Entre os meses de setembro e novembro, na Galeria de Arte do SESI, em São Paulo, é realizada a exposição “Nelson Leirner 2011 - 1961 = 50 anos”, retrospectiva da produção do artista paulista. As vitrines do espaço expositivo incitam o passante da Avenida Paulista a ali entrar a fim de conferir esse importante agrupamento de obras dos mais diversos momentos de sua carreira. Logo na entrada, ao lado da recepção, uma banca de jornal. Espaço amplo, tons de vermelho sobre o metal com aparência nova. Trata-se de uma banca de jornal com roupagem “contemporânea”, como aquelas espalhadas pela Paulista. Não são mais “apenas” bancas de jornal; tudo é vendido nessas cavernas: ao lado de publicações brasileiras e estrangeiras encontramos líquidos, doces, cigarro, souvenirs.

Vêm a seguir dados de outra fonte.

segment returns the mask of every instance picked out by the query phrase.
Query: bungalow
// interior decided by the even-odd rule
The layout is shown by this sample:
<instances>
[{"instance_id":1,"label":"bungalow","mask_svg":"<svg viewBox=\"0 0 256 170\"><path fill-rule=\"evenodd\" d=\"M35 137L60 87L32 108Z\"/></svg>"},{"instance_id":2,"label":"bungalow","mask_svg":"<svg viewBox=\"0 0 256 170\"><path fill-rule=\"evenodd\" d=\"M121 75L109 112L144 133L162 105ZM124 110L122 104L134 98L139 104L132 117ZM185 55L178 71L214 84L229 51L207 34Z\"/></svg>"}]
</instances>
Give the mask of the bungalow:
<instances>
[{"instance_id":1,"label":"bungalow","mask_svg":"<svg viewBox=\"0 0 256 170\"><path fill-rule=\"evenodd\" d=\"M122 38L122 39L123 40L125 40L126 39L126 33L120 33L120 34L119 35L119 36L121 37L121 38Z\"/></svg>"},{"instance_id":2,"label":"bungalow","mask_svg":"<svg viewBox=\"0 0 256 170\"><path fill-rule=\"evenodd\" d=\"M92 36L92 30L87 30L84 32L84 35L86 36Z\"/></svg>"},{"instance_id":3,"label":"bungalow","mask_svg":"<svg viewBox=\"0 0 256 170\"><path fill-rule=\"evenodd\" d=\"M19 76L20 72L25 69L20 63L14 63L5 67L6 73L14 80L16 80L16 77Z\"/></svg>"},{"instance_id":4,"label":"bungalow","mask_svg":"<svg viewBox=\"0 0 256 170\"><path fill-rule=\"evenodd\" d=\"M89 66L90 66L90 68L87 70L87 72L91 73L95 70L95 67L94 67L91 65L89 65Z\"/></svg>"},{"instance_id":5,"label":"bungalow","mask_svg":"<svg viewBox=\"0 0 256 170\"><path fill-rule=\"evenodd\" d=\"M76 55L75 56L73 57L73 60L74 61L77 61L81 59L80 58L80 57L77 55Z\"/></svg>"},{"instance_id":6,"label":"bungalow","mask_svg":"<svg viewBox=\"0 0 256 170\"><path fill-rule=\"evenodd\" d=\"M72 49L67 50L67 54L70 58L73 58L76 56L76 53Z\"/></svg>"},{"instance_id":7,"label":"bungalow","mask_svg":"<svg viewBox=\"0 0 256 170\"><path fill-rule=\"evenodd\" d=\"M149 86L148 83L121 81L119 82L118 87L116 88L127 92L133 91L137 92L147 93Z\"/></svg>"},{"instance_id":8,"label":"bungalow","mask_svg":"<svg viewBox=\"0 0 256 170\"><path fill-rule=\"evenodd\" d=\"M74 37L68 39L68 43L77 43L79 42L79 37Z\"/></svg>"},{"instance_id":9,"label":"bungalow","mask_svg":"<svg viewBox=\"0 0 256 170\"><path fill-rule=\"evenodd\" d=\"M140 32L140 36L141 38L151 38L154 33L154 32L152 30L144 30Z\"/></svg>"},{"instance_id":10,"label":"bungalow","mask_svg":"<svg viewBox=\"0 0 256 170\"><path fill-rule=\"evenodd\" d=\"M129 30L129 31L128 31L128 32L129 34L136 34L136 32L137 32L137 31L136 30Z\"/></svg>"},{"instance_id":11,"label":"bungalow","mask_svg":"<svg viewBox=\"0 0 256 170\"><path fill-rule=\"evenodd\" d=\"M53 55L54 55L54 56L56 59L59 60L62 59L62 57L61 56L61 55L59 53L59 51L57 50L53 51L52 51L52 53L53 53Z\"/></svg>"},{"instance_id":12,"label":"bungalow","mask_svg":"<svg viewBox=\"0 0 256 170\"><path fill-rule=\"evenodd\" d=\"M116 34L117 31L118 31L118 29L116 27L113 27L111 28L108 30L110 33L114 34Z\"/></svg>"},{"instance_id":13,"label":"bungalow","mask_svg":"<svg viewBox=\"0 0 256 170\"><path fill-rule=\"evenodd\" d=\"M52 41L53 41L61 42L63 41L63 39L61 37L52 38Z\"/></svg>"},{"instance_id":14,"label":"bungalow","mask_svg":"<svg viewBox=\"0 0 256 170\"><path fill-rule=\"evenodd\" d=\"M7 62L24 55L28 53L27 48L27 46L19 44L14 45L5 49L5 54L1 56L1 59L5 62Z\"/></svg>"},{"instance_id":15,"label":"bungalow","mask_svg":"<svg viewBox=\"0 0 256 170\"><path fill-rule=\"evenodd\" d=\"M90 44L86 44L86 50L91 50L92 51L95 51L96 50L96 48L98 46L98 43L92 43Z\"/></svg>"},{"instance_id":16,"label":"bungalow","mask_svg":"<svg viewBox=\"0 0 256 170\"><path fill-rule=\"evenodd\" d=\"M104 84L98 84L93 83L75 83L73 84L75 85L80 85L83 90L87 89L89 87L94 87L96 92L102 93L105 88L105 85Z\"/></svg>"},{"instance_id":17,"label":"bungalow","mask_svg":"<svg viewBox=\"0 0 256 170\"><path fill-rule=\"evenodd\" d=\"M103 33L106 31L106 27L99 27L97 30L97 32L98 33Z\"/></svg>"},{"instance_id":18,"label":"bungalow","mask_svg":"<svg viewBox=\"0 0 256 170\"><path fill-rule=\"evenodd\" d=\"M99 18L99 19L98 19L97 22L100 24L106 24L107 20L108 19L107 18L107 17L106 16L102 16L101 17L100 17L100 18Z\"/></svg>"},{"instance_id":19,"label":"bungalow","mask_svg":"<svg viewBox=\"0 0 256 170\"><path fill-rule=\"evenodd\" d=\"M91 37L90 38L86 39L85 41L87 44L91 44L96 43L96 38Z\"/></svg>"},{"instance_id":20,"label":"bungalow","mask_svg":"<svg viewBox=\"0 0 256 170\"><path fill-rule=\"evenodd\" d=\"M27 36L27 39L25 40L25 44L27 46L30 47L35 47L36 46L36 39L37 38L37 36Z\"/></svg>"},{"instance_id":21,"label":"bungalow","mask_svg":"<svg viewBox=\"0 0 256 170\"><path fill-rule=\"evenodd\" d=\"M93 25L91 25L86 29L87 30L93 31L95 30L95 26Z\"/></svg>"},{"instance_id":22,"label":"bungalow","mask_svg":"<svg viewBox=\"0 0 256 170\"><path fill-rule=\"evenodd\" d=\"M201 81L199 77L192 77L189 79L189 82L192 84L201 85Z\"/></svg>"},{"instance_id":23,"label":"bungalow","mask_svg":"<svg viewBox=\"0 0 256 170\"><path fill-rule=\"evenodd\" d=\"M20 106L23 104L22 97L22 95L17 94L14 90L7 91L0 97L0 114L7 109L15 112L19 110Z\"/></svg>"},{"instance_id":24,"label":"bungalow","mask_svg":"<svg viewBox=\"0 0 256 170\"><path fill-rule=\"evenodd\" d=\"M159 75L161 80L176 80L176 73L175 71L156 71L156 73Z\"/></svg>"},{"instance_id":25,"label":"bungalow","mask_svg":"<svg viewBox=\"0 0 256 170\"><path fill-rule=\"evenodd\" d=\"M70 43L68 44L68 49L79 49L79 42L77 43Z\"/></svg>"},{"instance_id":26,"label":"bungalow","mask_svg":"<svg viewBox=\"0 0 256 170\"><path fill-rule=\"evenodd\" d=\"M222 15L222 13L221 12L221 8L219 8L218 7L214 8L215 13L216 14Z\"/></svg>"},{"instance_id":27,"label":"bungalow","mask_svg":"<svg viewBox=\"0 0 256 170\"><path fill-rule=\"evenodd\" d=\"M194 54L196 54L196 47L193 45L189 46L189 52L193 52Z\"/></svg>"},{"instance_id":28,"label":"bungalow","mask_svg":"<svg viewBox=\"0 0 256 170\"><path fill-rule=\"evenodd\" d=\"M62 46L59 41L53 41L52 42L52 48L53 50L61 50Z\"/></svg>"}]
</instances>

A obra de Leirner está baseada nessa configuração. O artista preenche o espaço interno com elementos encontrados facilmente em bancas não-artísticas. A seguir sua pesquisa acerca da apropriação de objetos e do colecionismo, ele pinça fascículos que compõe uma coleção de naturezas-mortas. Carros em miniatura e pedaços de ossos a fim de serem montados e compor um esqueleto. Brinquedos em miniatura, alguns adesivos religiosos e outros relativos a desenhos animados. A História Antiga vem resumida, ironicamente, através de dois dados: em uma lateral temos miniaturas de soldados romanos, enquanto na outra extremidade vemos bonecos egípcios.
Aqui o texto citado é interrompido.